Нельзя отрицать, что первоначальный проект был ошибочным и недальновидным и не в полной мере использовал возможности ситуации. Архитектор был по сути городским жителем, и он спланировал современный город с расчетом на уличные виды, и только на них. Деревня не входила в его план; он никогда не поднимал глаз на холмы. Если бы он захотел, каждая улица на северном склоне могла бы стать благородной террасой и открывать обширный и прекрасный вид. Но пространство было застроено слишком плотно; многие дома обращены не в ту сторону, устремленные, подобно Человеку с граблями, на то, что не стоит внимания, и стоящие невежливо задом наперед в рядах; и, одним словом, слишком часто только из окон чердаков или кое-где на перекрестке можно взглянуть за пределы города на его разнообразные окрестности. Но, возможно, тем удивительнее внезапно выйти на угол и увидеть перспективу в милю или более спускающейся улицы, а за ней леса, виллы, синюю полоску моря и холмы на дальней стороне.

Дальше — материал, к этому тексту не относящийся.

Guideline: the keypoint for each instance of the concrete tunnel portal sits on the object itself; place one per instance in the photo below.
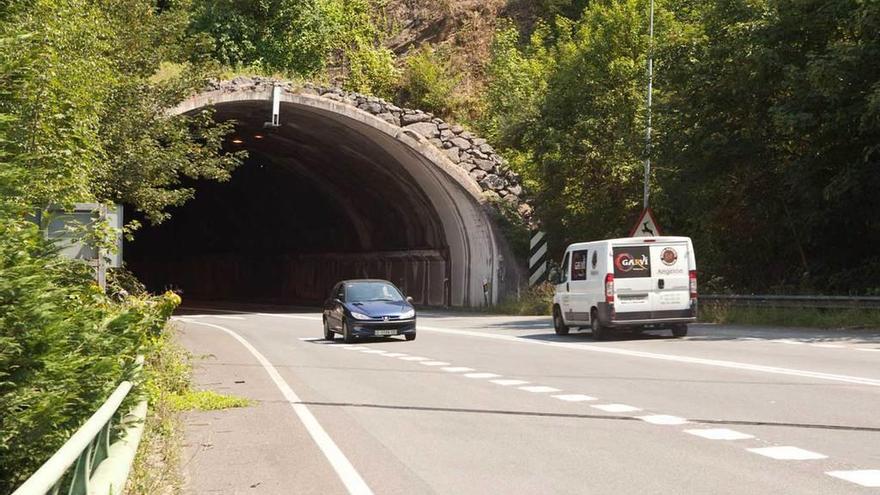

Фергюссон, наш эдинбургский поэт, образец для Бернса, однажды увидел бабочку у Городского креста; и это зрелище вдохновило его на никчемную маленькую оду. Этот расписной деревенский житель, франт розового сада, смотрел далеко вокруг в таком шумном соседстве; и вы можете представить, какие моральные соображения привел бы юный поэт. Но этот случай, в причудливом роде, характерен для этого места. Ни в один другой город вид деревни не проникает так глубоко; если вы не встретите бабочку, то обязательно мельком увидите деревья вдалеке во время своей прогулки; и место полно театральных трюков в плане декораций. Вы заглядываете под арку, спускаетесь по лестнице, которая выглядит так, будто приведет вас в подвал, поворачиваете к заднему окну грязного многоквартирного дома в переулке: — и вот! вы лицом к лицу с далекими и яркими перспективами. Вы поворачиваете за угол, и вот солнце садится за холмы Хайленда. Вы смотрите вниз по аллее и видите корабли, лавирующие в сторону Балтики.
Для деревенских жителей видеть Эдинбург на его вершинах — одно, другое дело — для горожанина, из гущи своих дел, смотреть на деревню. Это должно быть благотворным и облагораживающим влиянием в жизни; это должно побуждать к добрым мыслям и напоминать о безразличии Природы: что он может наблюдать изо дня в день, пока рысит на службу, как весенняя зелень ярче становится в лесу или поле чернеет под движущимся плугом. У меня возникло искушение в этой связи посетовать на скудные способности человеческого рода, с его голосом, подобным свисту, тупыми ушами и узким диапазоном зрения. Если бы вы могли видеть так, как люди должны видеть на небесах, если бы у вас были глаза, которые можно представить у высшей расы, если бы вы могли ясно замечать объекты зрения не только в нескольких ярдах, но и в нескольких милях от того места, где стоите: — подумайте, как приятно развлекалось бы ваше зрение, как приятно разнообразились бы ваши мысли, когда вы гуляли по улицам Эдинбурга! Ибо вы могли бы остановиться в каком-то деловом затруднении посреди городского движения и, возможно, поймать взгляд пастуха, когда он садился передохнуть на поросшем вереском склоне Пентлендов; или, возможно, какой-нибудь мальчишка, карабкающийся на деревенский вяз, раздвинул бы листья и показал вам свое раскрасневшееся и простоватое лицо; или рыбак, мчащийся к морю с румпелем под локтем и парусом, звучащим на ветру, бросил бы вам приветствие между Анстером и островом Мэй.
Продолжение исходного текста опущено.